En el madero, colgando, el alma en pena,
un hombre a otro, en su final, cuestiona,
sobre el temor divino y su corona,
en el ocaso de una vida llena.
\"¿Acaso no le tienes temor a Dios?\",
pregunta el uno, con su fe desnuda,
al Hijo del Hombre, cuya luz no duda,
en el umbral del fin, sin voz ni adiós.
Era judío, sí, de la antigua estirpe,
que a un solo Dios, en el cielo, adscribe,
más otros muchos dioses, la gente oran.
Y aunque Jesús a Israel se dirigía,
a este hombre, la esperanza no le huía,
creyendo en la resurrección que mora.
Porque a los muertos, Dios prometió vida,
y este ladrón, en su fe decidida,
ve en Jesús, rey futuro, su esperanza.
Quizás sabía, por su sangre hebrea,
que Jehová a su Hijo no le negaría,
la gloria eterna, tras la muerte fea.
Y en su arrepentimiento, ve el Paraíso,
no en cielos lejanos, sino en suelo preciso,
un jardín terrenal, de Adán reminiscencia.

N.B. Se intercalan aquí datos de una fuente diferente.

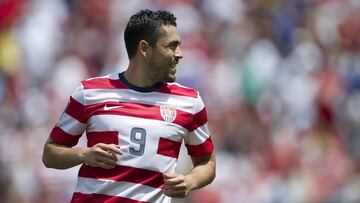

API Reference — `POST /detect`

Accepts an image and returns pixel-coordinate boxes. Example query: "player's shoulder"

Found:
[81,73,121,89]
[159,82,199,98]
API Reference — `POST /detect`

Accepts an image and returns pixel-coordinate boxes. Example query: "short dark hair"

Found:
[124,9,176,59]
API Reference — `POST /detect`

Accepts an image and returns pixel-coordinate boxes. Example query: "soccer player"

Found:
[43,10,216,203]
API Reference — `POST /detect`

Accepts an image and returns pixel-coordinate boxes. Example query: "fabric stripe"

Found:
[188,108,207,132]
[57,113,86,135]
[157,137,181,159]
[84,89,201,114]
[86,131,119,147]
[75,177,166,203]
[81,77,127,89]
[71,192,143,203]
[185,138,214,157]
[86,101,193,129]
[156,83,198,98]
[50,127,81,147]
[79,165,164,188]
[65,97,87,123]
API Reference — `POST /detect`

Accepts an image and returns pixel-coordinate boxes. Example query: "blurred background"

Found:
[0,0,360,203]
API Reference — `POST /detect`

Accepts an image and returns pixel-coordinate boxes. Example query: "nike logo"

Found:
[104,105,123,111]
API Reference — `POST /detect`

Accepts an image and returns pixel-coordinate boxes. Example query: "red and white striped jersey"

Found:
[50,73,214,203]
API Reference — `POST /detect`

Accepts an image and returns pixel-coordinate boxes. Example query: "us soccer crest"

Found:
[160,105,176,123]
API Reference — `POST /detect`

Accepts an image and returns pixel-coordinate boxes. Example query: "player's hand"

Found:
[81,143,123,169]
[163,173,192,198]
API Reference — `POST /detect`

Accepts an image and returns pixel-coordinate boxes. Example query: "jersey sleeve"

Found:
[50,85,87,147]
[185,94,214,157]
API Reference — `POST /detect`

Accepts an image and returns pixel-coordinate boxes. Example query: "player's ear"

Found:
[138,40,150,58]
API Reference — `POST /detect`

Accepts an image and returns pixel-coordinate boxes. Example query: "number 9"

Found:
[129,127,146,156]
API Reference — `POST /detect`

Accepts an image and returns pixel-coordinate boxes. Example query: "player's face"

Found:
[149,25,183,82]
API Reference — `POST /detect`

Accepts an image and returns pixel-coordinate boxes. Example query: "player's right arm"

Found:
[42,85,122,169]
[42,137,122,169]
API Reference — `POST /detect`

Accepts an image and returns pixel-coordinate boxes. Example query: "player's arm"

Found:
[42,137,122,169]
[163,152,216,197]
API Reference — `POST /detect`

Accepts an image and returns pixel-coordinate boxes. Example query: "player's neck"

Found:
[124,61,156,87]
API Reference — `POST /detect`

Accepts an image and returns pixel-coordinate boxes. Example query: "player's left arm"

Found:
[163,151,216,198]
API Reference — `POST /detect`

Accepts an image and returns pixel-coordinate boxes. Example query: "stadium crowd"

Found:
[0,0,360,203]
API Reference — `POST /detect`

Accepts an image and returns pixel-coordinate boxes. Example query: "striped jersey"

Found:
[50,73,214,203]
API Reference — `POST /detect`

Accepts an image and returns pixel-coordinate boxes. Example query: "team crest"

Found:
[160,105,176,123]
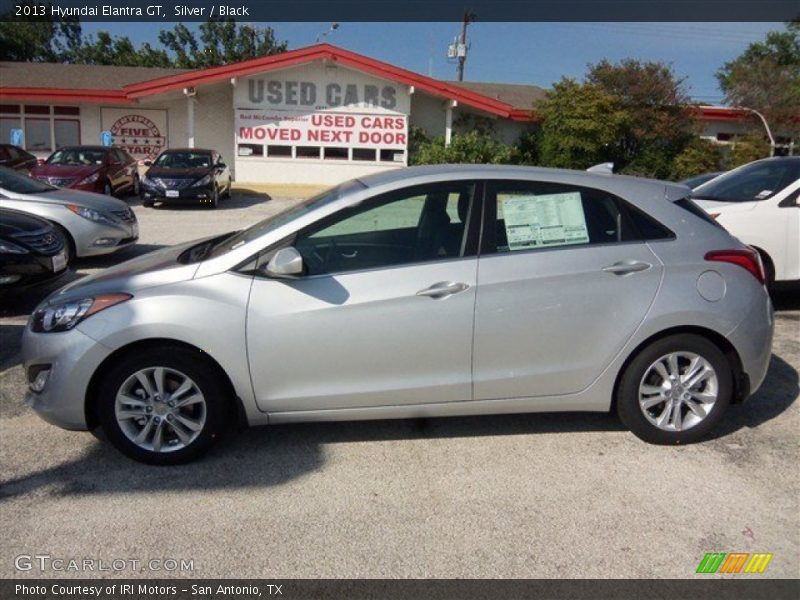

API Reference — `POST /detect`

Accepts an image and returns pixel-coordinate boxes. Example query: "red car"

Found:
[31,146,139,196]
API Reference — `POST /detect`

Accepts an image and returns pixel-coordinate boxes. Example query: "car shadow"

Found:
[133,188,272,212]
[0,354,798,499]
[770,283,800,311]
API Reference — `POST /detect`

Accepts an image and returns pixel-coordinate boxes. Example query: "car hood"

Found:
[147,167,214,179]
[31,164,103,179]
[3,188,128,212]
[46,235,225,304]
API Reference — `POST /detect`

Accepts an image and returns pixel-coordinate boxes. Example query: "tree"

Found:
[158,19,287,69]
[0,18,81,62]
[586,59,696,178]
[671,137,725,180]
[536,78,628,169]
[717,22,800,132]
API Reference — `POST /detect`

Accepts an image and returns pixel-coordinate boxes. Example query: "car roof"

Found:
[359,164,690,201]
[161,148,216,154]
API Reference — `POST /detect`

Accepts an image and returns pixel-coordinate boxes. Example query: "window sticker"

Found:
[501,192,589,252]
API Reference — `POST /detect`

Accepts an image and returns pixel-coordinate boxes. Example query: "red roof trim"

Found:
[0,87,135,104]
[123,44,532,121]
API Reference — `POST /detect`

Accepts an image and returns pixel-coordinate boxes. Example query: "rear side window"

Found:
[675,198,724,229]
[483,181,652,253]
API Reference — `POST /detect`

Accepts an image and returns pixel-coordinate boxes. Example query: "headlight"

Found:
[0,240,28,254]
[192,173,214,187]
[67,204,116,225]
[80,171,100,185]
[31,294,133,333]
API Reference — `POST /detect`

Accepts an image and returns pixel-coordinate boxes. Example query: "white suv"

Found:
[692,156,800,282]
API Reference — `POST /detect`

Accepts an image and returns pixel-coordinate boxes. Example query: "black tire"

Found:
[616,334,734,445]
[96,346,233,465]
[208,185,219,208]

Así, en su último aliento, busca clemencia,
esperando en la tierra, un nuevo inicio,
tras el velo mortal, hallar el edén perdido.
En Lucas se narra, con palabras claras,
la promesa de un jardín, que a la tierra amarras,
donde el hombre y la divinidad se abrazan.
Y este hombre, junto a Jesús colgado,
en su fe y su temor, bien arraigado,
espera en la muerte, la vida que renace.
Así, en el madero, dos destinos se cruzan,
uno, en su fin, al otro interpela,
sobre el temor a Dios, que todo consuela,
en el último acto, que a la eternidad nos empuja.